Na terça-feira passada, às 11h30
da manhã, um bando atacou um
supermercado e uma loja de bijuterias num centro comercial. Ainda há vidros quebrados no local, e
a lojinha não foi reaberta. Dias depois uma briga entre curdos e turcos, na qual uma bomba foi detonada, apavorou um bairro.
Nas manifestações de Paris, majoritariamente pacíficas, a violência vem dos "casseurs " (bagunceiros), grupos localizados e
alheios à causa, que vão às marchas só para brigar, quebrar e assaltar. Encapuzados, em sua
maioria negros e magrebinos, os
marginais, dizem os parisienses,
vêm das "banlieux" (periferias)
como Clichy.
Os moradores de lá não apenas
atestam as acusações, como justificam ou legitimam o uso da violência, a confirmarem que a guerra dos estudantes não é a mesma
guerra dos incendiários.
"Quebram e roubam para se divertir e, vá lá, também para dizer:
"estamos aqui. Vivemos na merda, ninguém liga para nós, mas
existimos". Claro que vão protestar, veja como se vive aqui ", observa Kemal, 19 anos, apontando
para um prédio aos pedaços.
"É a única forma que têm de serem ouvidos e notados", conta
Majou, 17 anos, cercada de cinco
garotos na mesma faixa etária.
Matam aula em frente ao liceu Alfred Nobel. Todos se dizem contra o CPE, mas, antes dela, afirmam ser contra todo o governo.
O diabo Sarkô
Um deles afirma que irá hoje à
capital e que vai "quebrar tudo".
Quase imediatamente surge o nome que incendeia qualquer "banlieu". "Vamos para acabar com
Sarkozy", diz um. "Sarkozy de
merda, não vai ter sossego",
emenda outro.
Nicolas Sarkozy, o ministro do
Interior linha-dura, é o diabo em
forma de gente na periferia. Aqui
talvez resida a subtrama mais interessante da crise. Para os líderes
dos protestos contra o CPE, o vilão da vez é o premiê Villepin,
mentor da lei e principal adversário político de "Sarkô" no governo, além de seu rival na corrida
para suceder o presidente Jaques
Chirac nas eleições de 2007.
À medida que Villepin se afunda com sua resistência em retirar
o CPE, Sarkozy busca ganhar capital político, e cada vez mais
abertamente. No sábado, em um
encontro de seu partido, o UMP,
fez um discurso em que apoiava
as motivações dos jovens. Ontem
exortou o governo a ampliar o
diálogo com os manifestantes.
Pode até funcionar com o grosso dos envolvidos, na Paris intramuros. Não convence as "banlieux". Foi "Sarkô" quem , no
início da revolta incendiária, chamou os jovens suburbanos de "escória" e "ralé", jogando combustível na crise.
O vilão Villepin
Villepin tampouco seduz quem
vive em Clichy, ainda que a maior
motivação do governo para criar
o CPE tenha sido justamente a rebelião do ano passado, que escancarou o agudo problema do desemprego entre os jovens franceses (de quase 23% na faixa etária,
salta para até 40% nas periferias).
Cada vez mais acossado, o premiê ontem fez um convite a sindicalistas e estudantes, com quem
iniciara um diálogo tímido no fim
de semana, para discutirem amanhã "ajustes" na lei, sem no entanto mencionar sua retirada,
única alternativa considerada pelos manifestantes.
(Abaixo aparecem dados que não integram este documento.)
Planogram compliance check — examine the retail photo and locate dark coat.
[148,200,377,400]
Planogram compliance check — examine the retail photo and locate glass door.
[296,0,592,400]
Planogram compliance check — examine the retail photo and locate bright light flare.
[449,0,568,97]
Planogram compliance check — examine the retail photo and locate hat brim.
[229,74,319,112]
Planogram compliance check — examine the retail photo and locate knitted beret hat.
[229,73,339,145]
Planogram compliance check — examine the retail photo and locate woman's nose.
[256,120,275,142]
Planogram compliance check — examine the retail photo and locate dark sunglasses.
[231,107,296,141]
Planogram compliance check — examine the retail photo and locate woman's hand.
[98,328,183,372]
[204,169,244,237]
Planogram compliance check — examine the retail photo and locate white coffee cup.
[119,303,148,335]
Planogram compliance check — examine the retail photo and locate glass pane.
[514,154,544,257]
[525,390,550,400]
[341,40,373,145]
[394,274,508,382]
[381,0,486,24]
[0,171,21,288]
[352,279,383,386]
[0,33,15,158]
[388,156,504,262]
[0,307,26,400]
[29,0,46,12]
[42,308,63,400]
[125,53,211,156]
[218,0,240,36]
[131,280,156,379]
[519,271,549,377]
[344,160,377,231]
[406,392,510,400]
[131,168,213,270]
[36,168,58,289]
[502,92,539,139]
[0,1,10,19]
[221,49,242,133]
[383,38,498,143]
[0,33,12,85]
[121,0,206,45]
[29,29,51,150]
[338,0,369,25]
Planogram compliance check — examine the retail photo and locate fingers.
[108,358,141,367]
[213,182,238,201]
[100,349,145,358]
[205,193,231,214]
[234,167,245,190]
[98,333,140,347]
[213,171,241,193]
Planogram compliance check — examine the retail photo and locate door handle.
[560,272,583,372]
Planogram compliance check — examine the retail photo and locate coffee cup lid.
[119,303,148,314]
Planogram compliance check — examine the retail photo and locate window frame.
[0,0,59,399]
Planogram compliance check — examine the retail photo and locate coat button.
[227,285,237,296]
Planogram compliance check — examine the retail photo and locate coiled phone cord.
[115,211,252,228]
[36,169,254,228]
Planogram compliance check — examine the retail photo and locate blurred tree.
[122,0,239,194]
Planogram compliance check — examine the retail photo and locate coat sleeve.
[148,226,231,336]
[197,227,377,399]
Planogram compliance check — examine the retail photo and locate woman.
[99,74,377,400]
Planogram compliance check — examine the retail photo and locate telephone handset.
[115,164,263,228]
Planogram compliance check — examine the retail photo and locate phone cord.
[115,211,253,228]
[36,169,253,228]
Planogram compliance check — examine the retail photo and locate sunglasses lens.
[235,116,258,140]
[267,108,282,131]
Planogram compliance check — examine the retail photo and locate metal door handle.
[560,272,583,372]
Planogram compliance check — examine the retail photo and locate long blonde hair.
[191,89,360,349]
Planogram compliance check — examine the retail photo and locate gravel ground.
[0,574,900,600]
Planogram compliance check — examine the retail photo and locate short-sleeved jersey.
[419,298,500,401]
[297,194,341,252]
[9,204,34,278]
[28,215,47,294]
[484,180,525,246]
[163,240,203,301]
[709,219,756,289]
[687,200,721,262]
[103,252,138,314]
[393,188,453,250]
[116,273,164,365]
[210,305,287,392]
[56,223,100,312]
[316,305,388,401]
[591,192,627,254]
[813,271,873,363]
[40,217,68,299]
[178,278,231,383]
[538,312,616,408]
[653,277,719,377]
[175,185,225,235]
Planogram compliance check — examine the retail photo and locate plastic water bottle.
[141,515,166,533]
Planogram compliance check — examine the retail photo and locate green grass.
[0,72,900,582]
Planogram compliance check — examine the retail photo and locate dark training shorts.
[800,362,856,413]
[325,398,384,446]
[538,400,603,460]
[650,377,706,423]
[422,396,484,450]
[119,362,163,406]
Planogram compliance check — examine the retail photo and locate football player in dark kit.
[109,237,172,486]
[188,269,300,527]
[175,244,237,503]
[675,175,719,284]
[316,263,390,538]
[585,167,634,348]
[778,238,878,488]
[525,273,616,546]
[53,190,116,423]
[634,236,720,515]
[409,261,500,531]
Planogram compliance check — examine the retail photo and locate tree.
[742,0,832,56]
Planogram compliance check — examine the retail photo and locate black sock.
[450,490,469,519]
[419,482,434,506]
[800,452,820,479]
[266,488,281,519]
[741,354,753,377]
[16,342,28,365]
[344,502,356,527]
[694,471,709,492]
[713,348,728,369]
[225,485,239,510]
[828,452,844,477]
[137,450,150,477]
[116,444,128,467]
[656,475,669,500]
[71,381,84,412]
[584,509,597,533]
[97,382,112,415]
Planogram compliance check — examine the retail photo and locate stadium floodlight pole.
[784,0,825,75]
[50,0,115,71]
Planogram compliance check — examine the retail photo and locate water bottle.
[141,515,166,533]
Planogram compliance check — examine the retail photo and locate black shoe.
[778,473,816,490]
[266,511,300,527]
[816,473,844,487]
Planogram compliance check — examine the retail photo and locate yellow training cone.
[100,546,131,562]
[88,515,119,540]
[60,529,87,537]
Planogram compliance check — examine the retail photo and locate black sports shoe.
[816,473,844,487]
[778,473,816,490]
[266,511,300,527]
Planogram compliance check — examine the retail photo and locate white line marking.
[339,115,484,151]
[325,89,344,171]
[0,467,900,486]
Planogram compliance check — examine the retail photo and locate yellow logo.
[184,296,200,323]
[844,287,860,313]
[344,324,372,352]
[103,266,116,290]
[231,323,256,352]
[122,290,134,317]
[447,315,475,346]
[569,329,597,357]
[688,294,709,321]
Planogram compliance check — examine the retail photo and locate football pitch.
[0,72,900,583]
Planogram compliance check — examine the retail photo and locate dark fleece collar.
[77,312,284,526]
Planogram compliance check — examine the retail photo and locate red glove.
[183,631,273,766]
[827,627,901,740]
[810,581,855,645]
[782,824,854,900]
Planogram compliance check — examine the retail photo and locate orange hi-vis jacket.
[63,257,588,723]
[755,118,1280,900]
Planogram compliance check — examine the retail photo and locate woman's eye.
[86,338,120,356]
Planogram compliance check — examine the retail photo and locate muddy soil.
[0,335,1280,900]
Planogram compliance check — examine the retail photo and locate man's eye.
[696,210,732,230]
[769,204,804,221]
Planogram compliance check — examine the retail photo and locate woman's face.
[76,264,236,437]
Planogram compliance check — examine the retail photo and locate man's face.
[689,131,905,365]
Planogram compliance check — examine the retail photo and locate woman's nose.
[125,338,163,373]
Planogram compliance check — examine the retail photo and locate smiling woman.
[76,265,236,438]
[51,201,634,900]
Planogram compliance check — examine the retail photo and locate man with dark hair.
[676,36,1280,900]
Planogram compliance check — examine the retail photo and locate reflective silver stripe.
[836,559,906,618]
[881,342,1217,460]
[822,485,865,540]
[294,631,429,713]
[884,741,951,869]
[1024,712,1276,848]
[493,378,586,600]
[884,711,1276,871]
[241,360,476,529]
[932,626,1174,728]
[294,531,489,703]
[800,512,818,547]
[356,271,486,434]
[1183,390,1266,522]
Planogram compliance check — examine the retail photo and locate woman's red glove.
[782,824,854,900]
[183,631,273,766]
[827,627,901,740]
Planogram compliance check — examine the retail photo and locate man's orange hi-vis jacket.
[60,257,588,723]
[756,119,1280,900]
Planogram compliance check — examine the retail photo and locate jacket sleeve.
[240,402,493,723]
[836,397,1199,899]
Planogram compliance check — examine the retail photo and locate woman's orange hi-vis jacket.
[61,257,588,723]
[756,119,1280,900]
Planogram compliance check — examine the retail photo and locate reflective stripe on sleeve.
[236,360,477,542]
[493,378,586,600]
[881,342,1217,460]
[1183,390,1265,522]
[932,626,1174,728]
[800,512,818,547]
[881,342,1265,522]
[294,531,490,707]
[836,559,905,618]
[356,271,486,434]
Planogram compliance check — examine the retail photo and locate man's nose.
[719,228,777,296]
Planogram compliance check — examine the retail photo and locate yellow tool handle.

O CPE, ao qual se opõem cerca
de 70% dos franceses, tem sido
elogiado por toda a Europa, por
supostamente marcar o início do
fim de um sistema de seguridade
social paternalista e arcaico.
Em Clichy-sous-Bois, onde esse
sistema parece nunca ter funcionado plenamente, toda a discussão faz pouca diferença.